Foreign Sales’ Influence on Assessing Corporate Market Power
Because data on foreign sales in the United States are often inaccessible, researchers routinely overlook foreign firms when analyzing market concentration. Many of the most prominent antitrust researchers, such as Thomas Philippon and John Van Reenen, have made this omission. Because so many analyses exclude foreign firms and exaggerate the market share of American firms, pundits frequently use them to defend misguided calls for stronger antitrust enforcement. Even the Biden administration and the Federal Trade Commission have cited such research in their calls for antitrust reform.

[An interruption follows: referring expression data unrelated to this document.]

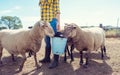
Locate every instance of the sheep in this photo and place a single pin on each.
(22, 41)
(85, 40)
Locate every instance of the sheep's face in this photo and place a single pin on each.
(70, 30)
(47, 29)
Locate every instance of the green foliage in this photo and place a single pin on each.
(11, 22)
(113, 33)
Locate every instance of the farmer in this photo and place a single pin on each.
(50, 12)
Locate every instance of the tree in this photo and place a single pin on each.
(11, 22)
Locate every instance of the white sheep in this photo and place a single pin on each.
(88, 39)
(22, 41)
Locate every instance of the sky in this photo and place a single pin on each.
(81, 12)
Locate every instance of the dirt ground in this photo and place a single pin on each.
(110, 65)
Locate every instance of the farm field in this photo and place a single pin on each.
(110, 65)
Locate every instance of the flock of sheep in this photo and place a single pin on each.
(22, 41)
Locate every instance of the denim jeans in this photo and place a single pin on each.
(53, 24)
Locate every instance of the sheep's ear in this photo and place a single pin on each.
(42, 23)
(74, 27)
(66, 23)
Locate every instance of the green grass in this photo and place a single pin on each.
(113, 33)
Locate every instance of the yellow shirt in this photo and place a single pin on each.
(49, 9)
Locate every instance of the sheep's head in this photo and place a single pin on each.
(46, 27)
(70, 30)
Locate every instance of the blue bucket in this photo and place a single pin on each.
(58, 45)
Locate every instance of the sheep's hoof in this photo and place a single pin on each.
(71, 61)
(85, 66)
(81, 63)
(0, 62)
(38, 67)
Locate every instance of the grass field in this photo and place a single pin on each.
(110, 65)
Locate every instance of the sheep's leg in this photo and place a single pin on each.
(102, 56)
(72, 59)
(104, 49)
(68, 51)
(1, 49)
(22, 64)
(87, 55)
(13, 59)
(81, 57)
(65, 57)
(36, 64)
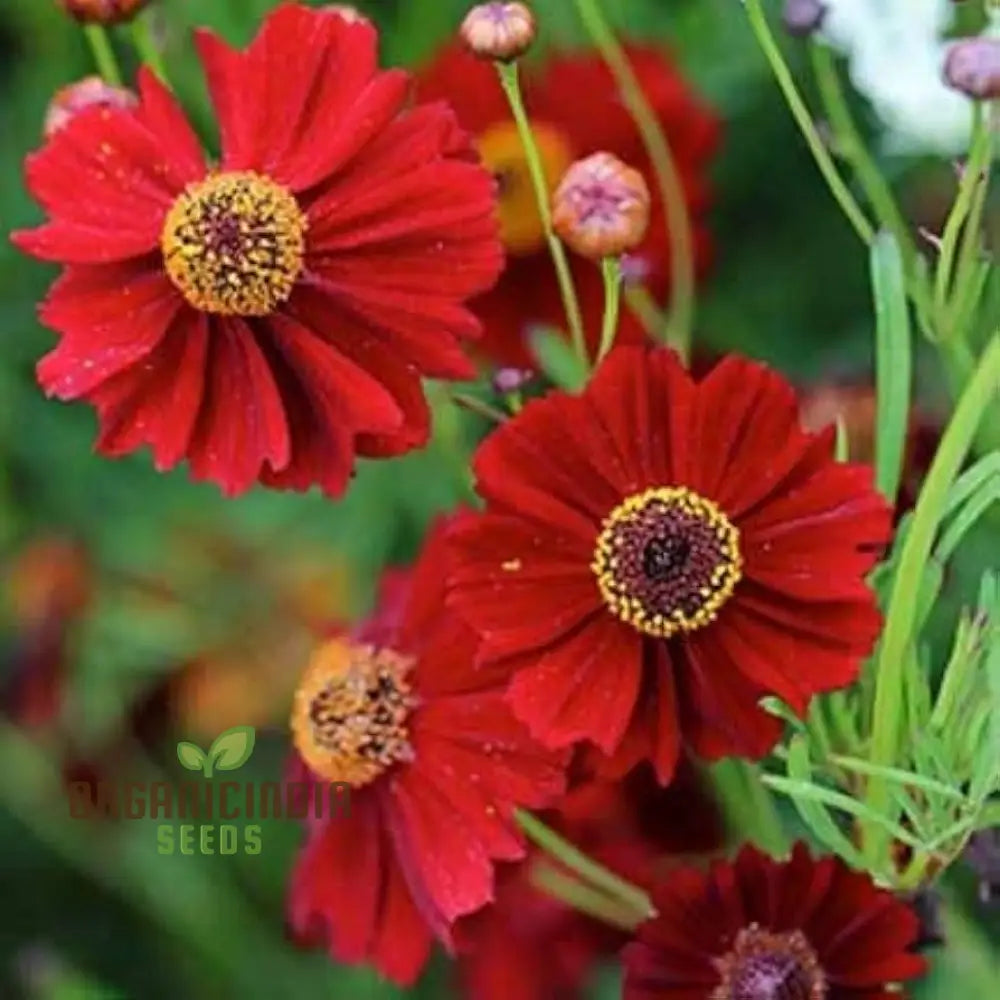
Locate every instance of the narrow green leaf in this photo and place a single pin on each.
(893, 339)
(814, 814)
(557, 359)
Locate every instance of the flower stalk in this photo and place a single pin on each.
(510, 81)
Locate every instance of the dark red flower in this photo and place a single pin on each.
(436, 761)
(758, 929)
(270, 316)
(534, 947)
(658, 554)
(567, 129)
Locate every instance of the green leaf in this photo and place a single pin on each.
(893, 362)
(232, 749)
(191, 755)
(558, 360)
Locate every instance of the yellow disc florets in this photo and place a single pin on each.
(350, 712)
(667, 560)
(234, 244)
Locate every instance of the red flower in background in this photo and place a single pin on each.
(437, 762)
(575, 110)
(658, 554)
(531, 946)
(271, 316)
(758, 929)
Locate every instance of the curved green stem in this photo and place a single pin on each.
(510, 81)
(852, 147)
(783, 76)
(142, 38)
(104, 54)
(611, 270)
(680, 313)
(589, 870)
(897, 637)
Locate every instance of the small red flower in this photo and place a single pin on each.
(568, 128)
(436, 761)
(531, 946)
(270, 316)
(658, 554)
(758, 929)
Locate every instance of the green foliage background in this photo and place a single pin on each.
(790, 287)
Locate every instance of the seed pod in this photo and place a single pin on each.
(498, 31)
(102, 11)
(601, 207)
(90, 92)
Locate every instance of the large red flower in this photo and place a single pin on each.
(437, 762)
(575, 110)
(269, 316)
(757, 929)
(658, 554)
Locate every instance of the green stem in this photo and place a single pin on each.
(979, 155)
(783, 76)
(611, 270)
(852, 147)
(509, 80)
(897, 637)
(104, 54)
(584, 898)
(749, 807)
(589, 870)
(680, 312)
(142, 38)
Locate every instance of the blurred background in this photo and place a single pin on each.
(137, 609)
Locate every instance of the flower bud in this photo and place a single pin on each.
(601, 207)
(499, 31)
(803, 17)
(973, 68)
(102, 11)
(89, 92)
(347, 11)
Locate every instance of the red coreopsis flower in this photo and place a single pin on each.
(566, 129)
(758, 929)
(269, 316)
(436, 761)
(532, 946)
(658, 554)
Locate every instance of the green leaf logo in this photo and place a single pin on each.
(229, 750)
(191, 756)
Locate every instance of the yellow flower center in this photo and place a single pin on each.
(234, 244)
(667, 560)
(500, 147)
(350, 711)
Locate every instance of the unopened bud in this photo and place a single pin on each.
(102, 11)
(803, 17)
(973, 67)
(90, 92)
(601, 207)
(345, 10)
(498, 31)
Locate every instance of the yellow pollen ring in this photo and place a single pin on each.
(350, 711)
(712, 593)
(234, 244)
(500, 147)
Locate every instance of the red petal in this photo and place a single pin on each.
(583, 688)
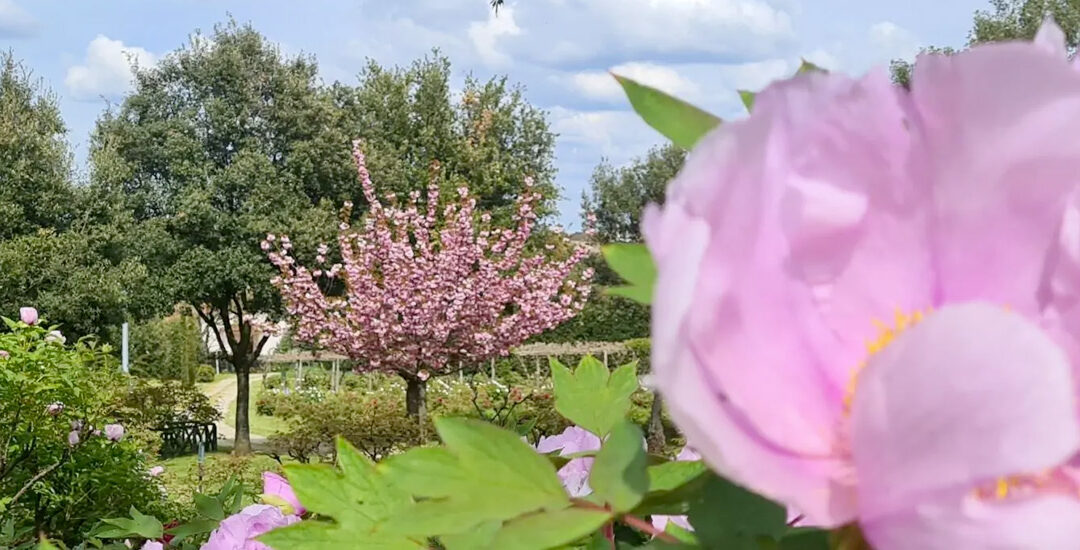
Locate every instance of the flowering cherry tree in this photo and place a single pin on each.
(418, 293)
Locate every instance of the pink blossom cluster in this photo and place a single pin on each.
(429, 291)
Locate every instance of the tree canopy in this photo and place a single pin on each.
(618, 196)
(1008, 19)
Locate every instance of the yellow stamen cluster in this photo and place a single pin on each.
(887, 333)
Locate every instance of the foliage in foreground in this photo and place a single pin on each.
(63, 465)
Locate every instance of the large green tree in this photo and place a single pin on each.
(223, 142)
(36, 188)
(52, 255)
(618, 196)
(1008, 19)
(486, 137)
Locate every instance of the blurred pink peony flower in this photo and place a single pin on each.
(239, 532)
(113, 431)
(277, 485)
(829, 324)
(28, 316)
(575, 473)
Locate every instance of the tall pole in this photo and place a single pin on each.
(123, 351)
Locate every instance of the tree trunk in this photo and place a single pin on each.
(242, 444)
(656, 437)
(416, 401)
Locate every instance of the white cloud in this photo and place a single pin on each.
(603, 85)
(616, 134)
(824, 59)
(15, 22)
(485, 36)
(581, 31)
(107, 69)
(891, 40)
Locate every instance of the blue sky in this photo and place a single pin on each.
(559, 50)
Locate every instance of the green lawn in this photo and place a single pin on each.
(259, 425)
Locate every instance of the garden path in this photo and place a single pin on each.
(223, 393)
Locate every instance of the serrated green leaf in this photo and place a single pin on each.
(367, 485)
(484, 473)
(673, 474)
(549, 530)
(480, 536)
(208, 507)
(674, 501)
(619, 475)
(747, 98)
(312, 535)
(805, 539)
(634, 264)
(591, 397)
(321, 490)
(677, 120)
(727, 515)
(192, 527)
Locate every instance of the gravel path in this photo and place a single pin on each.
(223, 393)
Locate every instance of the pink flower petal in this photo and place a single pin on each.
(971, 393)
(958, 521)
(998, 125)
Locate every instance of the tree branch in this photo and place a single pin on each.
(208, 319)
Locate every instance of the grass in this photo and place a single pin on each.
(180, 477)
(259, 425)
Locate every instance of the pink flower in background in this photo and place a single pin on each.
(239, 532)
(575, 473)
(28, 316)
(113, 431)
(277, 485)
(829, 322)
(429, 286)
(660, 522)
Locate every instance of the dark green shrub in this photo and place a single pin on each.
(205, 374)
(63, 473)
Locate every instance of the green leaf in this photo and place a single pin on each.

A recent Census Bureau paper showed that accounting for foreign firms can significantly change how concentrated a market appears. The researchers studied the U.S. manufacturing sector using confidential Census data covering the universe of all domestic sales. Using 5-digit NAICS industry levels, the authors found that the domestic concentration of the top 20 firms rose by 5 percentage points, from roughly 60 percent in 1992 to over 65 percent in 2012. However, when the researchers included imports, the market share of the top 20 firms remained flat at a much lower 53 percent between 1992 and 2012.
The authors argued that the consolidation of U.S. manufacturing firms was a competitive response to greater global competition. Indeed, import penetration (the proportion of domestic demand captured by imported goods) in the manufacturing sector increased by nearly 10 percentage points, from 10 percent in 1992 to almost 20 percent in 2012. This trend of rising manufacturing imports has continued in recent years, with import penetration reaching 33.8 percent by 2022, as shown in Figure 1, based on data from IBISWorld.
Figure 1: Import penetration in U.S. manufacturing sales
Additional research suggests that the greater availability of low-cost foreign substitutes results in the redistribution of sales to the most efficient American companies, which are typically larger, causing smaller, less efficient firms to go out of business. Thus, consolidation appears to be critical to the competitiveness of the U.S. manufacturing industry.
In the case of manufacturing, any industry subject to foreign trade can consolidate as a natural response to foreign competition. Evidence shows that all traded sectors are subject to growing foreign rivalry. According to World Bank data, Figure 2 shows that imports as a share of GDP have nearly tripled since the 1970s, from 5 percent of GDP in 1970 to 15 percent today. This suggests that foreign firms increasingly compete with American firms for goods and services. Consolidation is the best response to this new competitive force in many industries.
Figure 2: U.S. imports of goods and services as a share of GDP
When evaluating the state of competition in today's increasingly interconnected world, a focus solely on domestic concentration may not necessarily provide an accurate picture. Because market concentration is frequently regarded as a significant indicator of market power, antitrust enforcers cannot rely on these mismeasurements in their work. If regulators continue to depend on these flawed assessments, they will erroneously come to the conclusion that American companies have a greater degree of market power than is actually the case. As American markets are increasingly exposed to competition from other countries, this is no time to purposefully damage some of America's most prominent and competitive businesses.